Shooting For The Stars

Serenity and friendship

Photo Illustration by Estelle Martin and Anna Tomz

The road to Alpine Inn in Portola Valley is winding, and seems especially so at 11 p.m. The Inn’s parking lot is a short distance from the mouth of the trail that leads up an inconspicuous hill, overlooking the bay. It takes about 15 minutes to walk to the top, which is marked by a rickety wooden bench and a grand oak tree. Here, the view offers a juxtaposition between the man-made lights of the city below and the natural twinkling lights of the stars above.

Palo Alto High School seniors Miles Schulman and Lucas Washburn, along with their friends, cite this secluded Arastradero hill as one of their go-to stargazing locations.

This is partly because this spot is the most convenient in terms of transportation, according to Schulman. It is a short drive and a relatively close bike ride away from home, enabling this group of friends to star gaze around once a month.

Schulman and Washburn enjoy the calmness of simply lying down on the ground and looking at the sky above.

“It’s peaceful … a combination of tranquil and humbling,” Schulman says. “It’s what we talk about in Astrophysics: how big the universe is and how relatively small we are.”

Both Schulman and Washburn take the Astrophysics course taught at Paly by Josh Bloom.
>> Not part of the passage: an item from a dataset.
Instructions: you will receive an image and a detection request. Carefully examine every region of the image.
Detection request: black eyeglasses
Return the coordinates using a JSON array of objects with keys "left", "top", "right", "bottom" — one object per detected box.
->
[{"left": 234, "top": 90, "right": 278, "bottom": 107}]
Since it’s only the beginning of the year, students are not very far into the curriculum, so most of Washburn’s knowledge comes from his father, who majored in Astrophysics in college.
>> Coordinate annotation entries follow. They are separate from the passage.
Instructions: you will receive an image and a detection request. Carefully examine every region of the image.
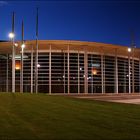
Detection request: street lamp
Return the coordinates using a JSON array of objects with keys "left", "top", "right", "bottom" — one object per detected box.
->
[
  {"left": 128, "top": 48, "right": 131, "bottom": 52},
  {"left": 9, "top": 32, "right": 15, "bottom": 40},
  {"left": 20, "top": 43, "right": 25, "bottom": 93},
  {"left": 9, "top": 32, "right": 15, "bottom": 93},
  {"left": 128, "top": 48, "right": 131, "bottom": 93}
]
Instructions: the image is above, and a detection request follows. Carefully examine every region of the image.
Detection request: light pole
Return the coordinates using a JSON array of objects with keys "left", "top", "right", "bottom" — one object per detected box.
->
[
  {"left": 9, "top": 12, "right": 15, "bottom": 93},
  {"left": 128, "top": 48, "right": 131, "bottom": 94},
  {"left": 9, "top": 32, "right": 15, "bottom": 93},
  {"left": 20, "top": 21, "right": 25, "bottom": 93}
]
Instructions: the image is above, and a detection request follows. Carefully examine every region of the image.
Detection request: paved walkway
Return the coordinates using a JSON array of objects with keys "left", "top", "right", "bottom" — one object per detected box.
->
[{"left": 74, "top": 94, "right": 140, "bottom": 104}]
According to Washburn, as a young boy, he and his father would take the family telescope to the Foothills at night and look at the planets, a tradition Washburn hopes to revive this year.
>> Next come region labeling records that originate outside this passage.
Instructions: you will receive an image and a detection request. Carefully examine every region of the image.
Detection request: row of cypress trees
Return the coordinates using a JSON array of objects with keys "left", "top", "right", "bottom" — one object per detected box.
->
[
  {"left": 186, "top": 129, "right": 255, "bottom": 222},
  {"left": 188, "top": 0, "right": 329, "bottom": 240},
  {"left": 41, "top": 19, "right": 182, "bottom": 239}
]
Washburn begins to rattle off space facts, an action his close friends describe as “spamming.” Once he gets started, it seems like he can’t stop.

“We have never actually seen the Milky Way. When one sees pictures of galaxies, it’s usually the Andromeda Galaxy, which is the nearest one, and people confuse that for the Milky Way because they look the same; they are both spiral galaxies,” Washburn says. “But we have never seen it because we are inside of it; what we see is a line, which is a ring of our galaxy.”

Washburn continues, “We have only seen one side of the moon ever because it rotates at the same rate that it orbits the earth.”

Washburn also learns some of his space facts from an unusual source. “There is this band called They Might Be Giants,” Washburn says. “They made a science album and one of their songs is about the sun. They say that the sun is made of plasma, which is not a gas, liquid, or solid, it’s actually a fourth state of matter.”

Both boys are able to identify the constellations above such as the Big and Little Dipper, but Washburn suggests that sometimes it’s more fun to make up one’s own constellations.

As he says this, Washburn points his finger towards a series of five stars in the sky that create a lightning bolt, though some friends pipe in, thinking it looks like the number three.

Washburn and Schulman agree that soaking in the view, catching the occasional shooting star, and enjoying their friends’ presence is what makes the stargazing excursions worthwhile.

Humans have been looking up at the stars for as long as we have existed, and Schulman suggests that high schoolers should take time out of their schedules, away from their phones, to continue this age old tradition.

Washburn adds in a suggestion to don some headphones, play “Here Comes Science” by They Might Be Giants and admire the thousands of stars above.